Start with the head and face.
- Examine the head for lacerations, abrasions, foreign bodies, bony malformations, and unstable midface bones.
- Examine the ears for hemotympanum, tympanic membrane rupture, blood or csf within the canal, external trauma and Battle's sign.
- Examine the eyes for papilledema, globe rupture, unequal pupils, abrasion, and foreign body intrusion.
- Inspect the nose for bleeding, septal hematoma, CSF leakage.
- Inspect the mouth for dental injury, bleeding and posterior oropharynx obstruction, swelling, or edema.
- Perform a neurologic exam testing the cranial nerves
Examine the Neck and Chest
- Palpate the neck for bony injury, crepitus, and midline trachea, lacerations, hematomas, and abrasions.
- Examine the patient's work of breathing by looking at the respiratory rate, accessory muscle use, or inspiratory retractions.
- Inspect and palpate the chest, looking for obvious deformity, areas of ecchymosis, penetrating wounds, crepitus, and flail chest or other indicators of underlying lung injury that may cause difficulty breathing or pneumothorax.
- Auscultate lung sounds in all fields.
Abdomen, Back and Pelvis
- Inspect the abdomen by looking for distention, tenderness to palpation, penetrating injury, abrasions, seatbelt sign, and/or bruising.
- It is important to log roll the patient to evaluate the patients back and flank while maintaining spine precautions. Look for penetrating injuries, palpate for step offs along the spine, evaluate for bruising and bony tenderness. Bruising along the patient's bilateral flanks or surrounding the patient's umbilicus may represent a retroperitoneal hemorrhage.
- Palpate the pelvis for stability.
- Evaluate the patient's rectum as well as a genitourinary exam. A digital rectal exam may be performed when fully assessing the patient's disability (neurologic function). Evaluate for the presence of blood or perineal injury.

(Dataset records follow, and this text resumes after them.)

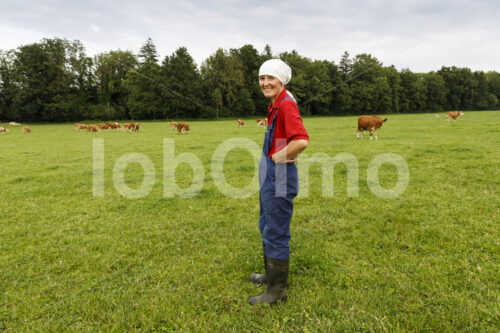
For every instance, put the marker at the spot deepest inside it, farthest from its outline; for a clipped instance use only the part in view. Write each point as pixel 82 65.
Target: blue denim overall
pixel 278 187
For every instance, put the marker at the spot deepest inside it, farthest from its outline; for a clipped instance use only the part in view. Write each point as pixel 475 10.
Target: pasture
pixel 428 260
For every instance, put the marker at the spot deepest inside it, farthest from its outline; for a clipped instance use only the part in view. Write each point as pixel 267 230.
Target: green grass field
pixel 428 260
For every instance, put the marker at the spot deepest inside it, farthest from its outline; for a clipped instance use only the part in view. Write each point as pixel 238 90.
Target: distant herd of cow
pixel 365 123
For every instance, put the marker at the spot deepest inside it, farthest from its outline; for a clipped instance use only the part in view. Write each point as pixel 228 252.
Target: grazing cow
pixel 80 126
pixel 114 125
pixel 371 123
pixel 103 126
pixel 134 127
pixel 453 115
pixel 183 126
pixel 262 122
pixel 93 128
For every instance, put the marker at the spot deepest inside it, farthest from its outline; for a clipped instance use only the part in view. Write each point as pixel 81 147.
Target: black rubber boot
pixel 277 275
pixel 257 278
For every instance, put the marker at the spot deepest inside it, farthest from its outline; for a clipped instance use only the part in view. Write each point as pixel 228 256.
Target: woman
pixel 285 138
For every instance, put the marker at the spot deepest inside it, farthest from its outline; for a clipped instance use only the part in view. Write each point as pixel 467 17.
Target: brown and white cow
pixel 93 128
pixel 103 126
pixel 80 126
pixel 453 115
pixel 371 123
pixel 183 126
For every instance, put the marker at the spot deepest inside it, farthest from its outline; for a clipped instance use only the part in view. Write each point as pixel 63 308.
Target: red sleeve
pixel 294 128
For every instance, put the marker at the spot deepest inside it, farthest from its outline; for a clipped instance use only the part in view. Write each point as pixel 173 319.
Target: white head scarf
pixel 277 68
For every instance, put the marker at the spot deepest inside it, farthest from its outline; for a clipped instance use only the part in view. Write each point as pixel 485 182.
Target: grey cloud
pixel 421 35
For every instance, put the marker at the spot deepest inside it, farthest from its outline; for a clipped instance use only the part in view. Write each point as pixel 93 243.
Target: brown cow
pixel 134 127
pixel 371 123
pixel 93 128
pixel 453 115
pixel 103 126
pixel 183 126
pixel 80 126
pixel 114 125
pixel 262 122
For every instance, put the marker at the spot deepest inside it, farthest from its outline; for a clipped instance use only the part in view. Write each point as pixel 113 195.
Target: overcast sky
pixel 421 35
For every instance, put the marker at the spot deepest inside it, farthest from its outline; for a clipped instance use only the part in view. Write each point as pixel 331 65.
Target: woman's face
pixel 271 86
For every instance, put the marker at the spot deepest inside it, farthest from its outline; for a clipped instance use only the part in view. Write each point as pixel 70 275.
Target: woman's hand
pixel 280 159
pixel 290 152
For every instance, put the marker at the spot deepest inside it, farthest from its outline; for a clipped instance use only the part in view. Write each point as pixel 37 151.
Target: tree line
pixel 55 80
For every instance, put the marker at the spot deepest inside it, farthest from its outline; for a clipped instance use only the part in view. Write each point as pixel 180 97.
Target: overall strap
pixel 271 127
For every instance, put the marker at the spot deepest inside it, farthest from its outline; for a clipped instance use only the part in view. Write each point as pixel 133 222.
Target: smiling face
pixel 271 86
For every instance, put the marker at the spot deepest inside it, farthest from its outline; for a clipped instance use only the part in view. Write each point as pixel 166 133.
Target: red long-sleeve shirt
pixel 289 124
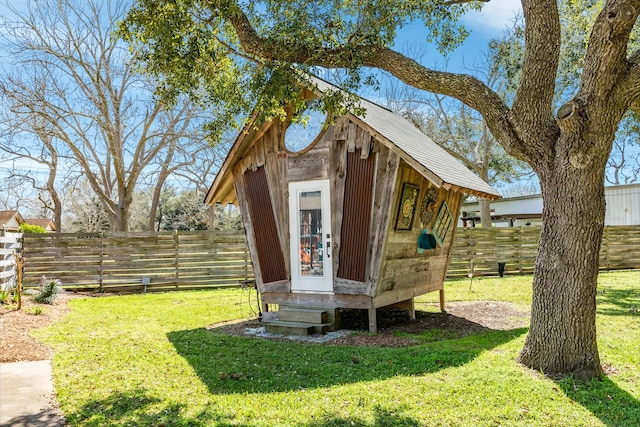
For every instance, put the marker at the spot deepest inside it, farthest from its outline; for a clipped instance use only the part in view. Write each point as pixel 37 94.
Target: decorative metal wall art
pixel 407 208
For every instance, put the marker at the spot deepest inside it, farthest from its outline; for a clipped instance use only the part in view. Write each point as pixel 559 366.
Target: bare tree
pixel 567 147
pixel 77 85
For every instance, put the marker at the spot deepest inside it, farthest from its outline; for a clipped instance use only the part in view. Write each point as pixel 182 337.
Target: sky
pixel 489 23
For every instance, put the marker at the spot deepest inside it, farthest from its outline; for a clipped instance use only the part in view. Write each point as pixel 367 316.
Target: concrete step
pixel 305 315
pixel 332 316
pixel 295 328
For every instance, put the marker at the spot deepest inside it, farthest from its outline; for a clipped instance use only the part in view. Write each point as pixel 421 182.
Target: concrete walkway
pixel 26 395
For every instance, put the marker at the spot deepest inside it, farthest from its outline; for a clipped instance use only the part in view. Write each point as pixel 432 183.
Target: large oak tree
pixel 218 46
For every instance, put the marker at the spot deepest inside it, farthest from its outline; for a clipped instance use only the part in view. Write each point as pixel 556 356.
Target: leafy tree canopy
pixel 193 47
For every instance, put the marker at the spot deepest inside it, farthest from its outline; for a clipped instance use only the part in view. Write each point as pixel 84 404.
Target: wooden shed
pixel 360 214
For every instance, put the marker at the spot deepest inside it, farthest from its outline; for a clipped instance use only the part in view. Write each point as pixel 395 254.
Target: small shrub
pixel 47 291
pixel 36 311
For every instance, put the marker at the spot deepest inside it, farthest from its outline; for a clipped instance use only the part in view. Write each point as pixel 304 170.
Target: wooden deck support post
pixel 373 322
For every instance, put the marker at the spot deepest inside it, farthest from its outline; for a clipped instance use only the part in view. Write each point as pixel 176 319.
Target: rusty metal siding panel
pixel 270 253
pixel 356 219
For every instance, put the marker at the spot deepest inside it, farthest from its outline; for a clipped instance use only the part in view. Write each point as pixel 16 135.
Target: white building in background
pixel 623 208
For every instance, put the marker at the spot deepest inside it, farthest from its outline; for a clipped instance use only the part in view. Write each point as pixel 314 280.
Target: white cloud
pixel 495 17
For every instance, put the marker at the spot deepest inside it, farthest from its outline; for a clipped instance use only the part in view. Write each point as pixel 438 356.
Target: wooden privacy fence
pixel 202 259
pixel 10 244
pixel 517 248
pixel 138 261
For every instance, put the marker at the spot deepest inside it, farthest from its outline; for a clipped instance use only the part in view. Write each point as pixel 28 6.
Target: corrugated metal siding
pixel 356 220
pixel 623 205
pixel 268 246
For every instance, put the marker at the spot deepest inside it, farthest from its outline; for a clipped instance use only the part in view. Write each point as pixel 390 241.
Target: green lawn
pixel 147 360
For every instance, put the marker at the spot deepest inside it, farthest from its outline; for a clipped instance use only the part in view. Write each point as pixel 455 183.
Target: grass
pixel 148 360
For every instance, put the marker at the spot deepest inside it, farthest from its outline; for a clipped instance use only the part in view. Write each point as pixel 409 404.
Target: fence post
pixel 246 262
pixel 101 273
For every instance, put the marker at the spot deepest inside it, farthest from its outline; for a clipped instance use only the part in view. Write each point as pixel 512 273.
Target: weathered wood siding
pixel 402 266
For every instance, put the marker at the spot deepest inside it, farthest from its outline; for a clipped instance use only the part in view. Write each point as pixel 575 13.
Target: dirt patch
pixel 16 343
pixel 396 329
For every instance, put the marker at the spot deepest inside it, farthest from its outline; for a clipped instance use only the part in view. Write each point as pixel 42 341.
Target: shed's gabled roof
pixel 394 131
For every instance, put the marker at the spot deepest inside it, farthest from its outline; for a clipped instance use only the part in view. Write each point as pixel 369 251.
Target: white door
pixel 310 231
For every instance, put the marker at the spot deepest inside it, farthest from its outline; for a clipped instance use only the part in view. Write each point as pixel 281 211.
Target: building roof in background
pixel 45 223
pixel 11 220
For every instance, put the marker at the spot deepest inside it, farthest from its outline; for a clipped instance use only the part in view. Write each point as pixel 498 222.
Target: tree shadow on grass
pixel 614 406
pixel 138 408
pixel 240 364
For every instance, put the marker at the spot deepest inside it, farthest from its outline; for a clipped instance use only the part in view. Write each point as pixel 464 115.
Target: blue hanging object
pixel 426 241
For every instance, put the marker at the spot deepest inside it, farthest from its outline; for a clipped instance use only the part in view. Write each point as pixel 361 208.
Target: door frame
pixel 310 283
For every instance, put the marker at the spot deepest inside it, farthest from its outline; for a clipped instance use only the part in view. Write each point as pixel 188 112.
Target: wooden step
pixel 305 315
pixel 295 328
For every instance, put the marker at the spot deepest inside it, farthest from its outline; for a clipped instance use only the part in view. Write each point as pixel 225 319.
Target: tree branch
pixel 533 101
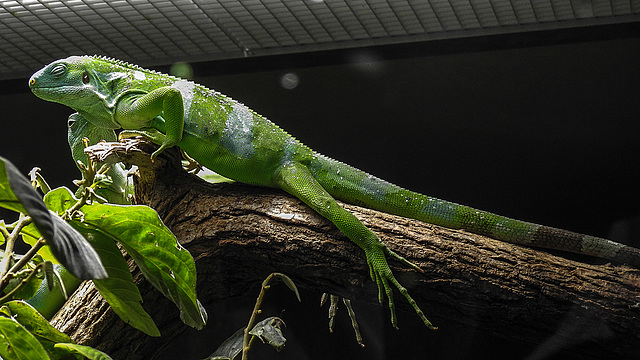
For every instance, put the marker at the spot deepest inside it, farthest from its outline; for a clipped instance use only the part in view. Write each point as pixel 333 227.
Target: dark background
pixel 541 126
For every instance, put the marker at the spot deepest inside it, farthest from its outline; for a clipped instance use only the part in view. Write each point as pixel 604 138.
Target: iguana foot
pixel 381 274
pixel 153 135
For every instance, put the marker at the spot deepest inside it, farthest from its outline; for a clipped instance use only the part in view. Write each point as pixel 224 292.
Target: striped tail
pixel 354 186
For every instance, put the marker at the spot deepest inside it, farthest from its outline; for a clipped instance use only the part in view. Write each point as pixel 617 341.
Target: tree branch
pixel 240 234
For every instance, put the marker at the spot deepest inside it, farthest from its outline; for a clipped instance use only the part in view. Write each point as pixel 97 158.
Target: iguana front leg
pixel 137 111
pixel 298 181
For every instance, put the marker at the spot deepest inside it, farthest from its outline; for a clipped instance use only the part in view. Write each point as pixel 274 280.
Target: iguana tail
pixel 354 186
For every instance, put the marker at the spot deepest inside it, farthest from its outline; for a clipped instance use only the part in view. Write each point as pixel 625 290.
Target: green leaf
pixel 119 289
pixel 28 289
pixel 68 246
pixel 163 261
pixel 168 266
pixel 86 351
pixel 17 343
pixel 48 301
pixel 8 199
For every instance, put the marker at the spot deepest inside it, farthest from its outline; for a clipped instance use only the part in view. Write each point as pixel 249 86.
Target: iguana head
pixel 84 83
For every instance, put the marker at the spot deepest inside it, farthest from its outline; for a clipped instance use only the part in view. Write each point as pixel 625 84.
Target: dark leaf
pixel 74 252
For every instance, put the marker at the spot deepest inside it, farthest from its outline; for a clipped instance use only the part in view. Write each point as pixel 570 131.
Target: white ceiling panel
pixel 34 32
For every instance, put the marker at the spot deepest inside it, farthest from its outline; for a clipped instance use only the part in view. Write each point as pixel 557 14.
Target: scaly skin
pixel 235 142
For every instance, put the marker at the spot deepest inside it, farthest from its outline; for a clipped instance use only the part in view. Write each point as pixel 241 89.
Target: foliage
pixel 269 330
pixel 81 234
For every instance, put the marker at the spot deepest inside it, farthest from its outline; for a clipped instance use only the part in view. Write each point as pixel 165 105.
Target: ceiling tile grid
pixel 34 32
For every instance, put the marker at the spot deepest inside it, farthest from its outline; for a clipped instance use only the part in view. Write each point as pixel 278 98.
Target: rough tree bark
pixel 239 234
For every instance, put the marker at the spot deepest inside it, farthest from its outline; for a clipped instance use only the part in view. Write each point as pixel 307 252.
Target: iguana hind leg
pixel 298 181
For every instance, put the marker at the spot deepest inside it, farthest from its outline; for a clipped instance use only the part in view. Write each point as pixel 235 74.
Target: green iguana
pixel 232 140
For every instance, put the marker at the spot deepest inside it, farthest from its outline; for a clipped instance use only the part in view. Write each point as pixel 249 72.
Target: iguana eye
pixel 59 70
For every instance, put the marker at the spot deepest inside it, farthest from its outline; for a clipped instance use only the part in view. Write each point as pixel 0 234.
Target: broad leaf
pixel 18 343
pixel 167 265
pixel 119 289
pixel 48 301
pixel 86 351
pixel 67 245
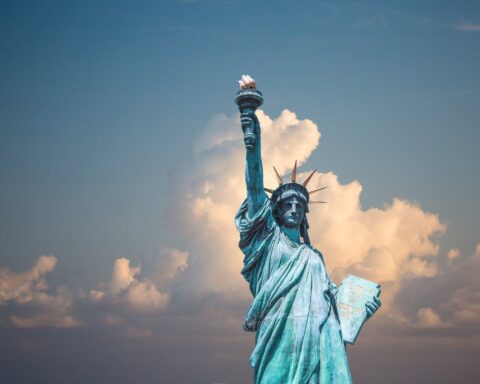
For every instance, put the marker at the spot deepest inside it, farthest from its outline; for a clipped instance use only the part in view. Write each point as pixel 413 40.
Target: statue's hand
pixel 251 129
pixel 372 306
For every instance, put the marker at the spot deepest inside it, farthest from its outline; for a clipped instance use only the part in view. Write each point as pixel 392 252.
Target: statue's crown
pixel 283 189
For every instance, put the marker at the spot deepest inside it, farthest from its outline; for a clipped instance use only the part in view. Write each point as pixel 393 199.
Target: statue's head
pixel 290 206
pixel 290 202
pixel 290 210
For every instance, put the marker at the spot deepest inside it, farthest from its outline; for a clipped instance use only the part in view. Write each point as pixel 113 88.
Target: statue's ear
pixel 304 231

- Evaluate the patient's genitals looking for any bleeding, ecchymosis, or lacerations.
Extremities - The musculoskeletal exam follows and includes a thorough examination of all four extremities.
- Palpate extremities to assess for pain, decreased temperature, or tension that may indicate compartment syndrome.
- Evaluate the color of extremities looking for pallor or delayed capillary refill that indicates possible blood loss, and cyanosis that may indicate decreased oxygen perfusion.
- Look for bruising, laceration, abrasion, open fractures, bony abnormalities, and active bleeding.
- Perform a full neurologic exam strength, sensation, coordination, and reflexes.